An example of why you might want to manually set a ResultSet's concurrency flag to something non-default is given here:

DSL.using(new DefaultConfiguration()
   .set(connection)
   .set(SQLDialect.ORACLE)
   .set(DefaultExecuteListenerProvider.providers(
           new DefaultExecuteListener() {
        
               @Override
               public void recordStart(ExecuteContext ctx) {
                   try {
            
                       // Change values in the cursor before reading a record
                       ctx.resultSet().updateString(BOOK.TITLE.getName(), "New Title");
                       ctx.resultSet().updateRow();
                   }
                   catch (SQLException e) {
                       throw new DataAccessException("Exception", e);
                   }
               }
          }
       )
   ))
   .select(BOOK.ID, BOOK.TITLE)
   .from(BOOK)
   .orderBy(BOOK.ID)
   .resultSetType(ResultSet.TYPE_SCROLL_INSENSITIVE)
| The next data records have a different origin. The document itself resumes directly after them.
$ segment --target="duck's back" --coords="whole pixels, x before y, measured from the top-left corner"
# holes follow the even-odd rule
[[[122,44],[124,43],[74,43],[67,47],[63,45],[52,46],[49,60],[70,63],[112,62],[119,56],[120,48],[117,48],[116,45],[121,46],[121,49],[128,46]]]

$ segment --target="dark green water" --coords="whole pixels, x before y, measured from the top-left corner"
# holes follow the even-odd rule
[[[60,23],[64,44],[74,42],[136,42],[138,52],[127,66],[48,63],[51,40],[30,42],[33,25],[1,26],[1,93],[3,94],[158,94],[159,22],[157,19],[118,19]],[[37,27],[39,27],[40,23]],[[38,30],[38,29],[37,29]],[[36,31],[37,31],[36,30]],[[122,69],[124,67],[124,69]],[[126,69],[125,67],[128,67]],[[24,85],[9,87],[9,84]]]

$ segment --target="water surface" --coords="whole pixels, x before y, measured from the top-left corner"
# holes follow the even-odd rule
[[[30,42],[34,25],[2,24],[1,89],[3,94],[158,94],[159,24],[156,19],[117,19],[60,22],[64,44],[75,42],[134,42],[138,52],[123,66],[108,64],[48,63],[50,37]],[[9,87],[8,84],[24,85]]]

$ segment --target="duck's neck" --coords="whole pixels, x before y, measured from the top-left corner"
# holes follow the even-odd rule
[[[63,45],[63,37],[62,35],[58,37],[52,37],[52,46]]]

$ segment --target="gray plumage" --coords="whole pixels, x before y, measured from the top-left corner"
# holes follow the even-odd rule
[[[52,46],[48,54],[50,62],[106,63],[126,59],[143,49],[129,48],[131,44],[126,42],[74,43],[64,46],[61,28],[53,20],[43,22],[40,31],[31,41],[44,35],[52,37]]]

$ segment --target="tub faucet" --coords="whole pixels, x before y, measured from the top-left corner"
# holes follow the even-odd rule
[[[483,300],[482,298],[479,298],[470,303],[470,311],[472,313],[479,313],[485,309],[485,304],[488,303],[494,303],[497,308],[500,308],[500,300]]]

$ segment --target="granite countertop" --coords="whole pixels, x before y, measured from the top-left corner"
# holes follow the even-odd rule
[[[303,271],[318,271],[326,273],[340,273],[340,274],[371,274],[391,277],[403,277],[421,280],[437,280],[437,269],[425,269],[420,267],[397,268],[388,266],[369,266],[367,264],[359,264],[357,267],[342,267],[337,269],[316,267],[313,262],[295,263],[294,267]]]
   .resultSetConcurrency(ResultSet.CONCUR_UPDATABLE)
   .fetch(BOOK.TITLE);

In the above example, your custom ExecuteListener callback is triggered before jOOQ loads a new Record from the JDBC ResultSet. With the concurrency being set to ResultSet.CONCUR_UPDATABLE, you can now modify the database cursor through the standard JDBC ResultSet API.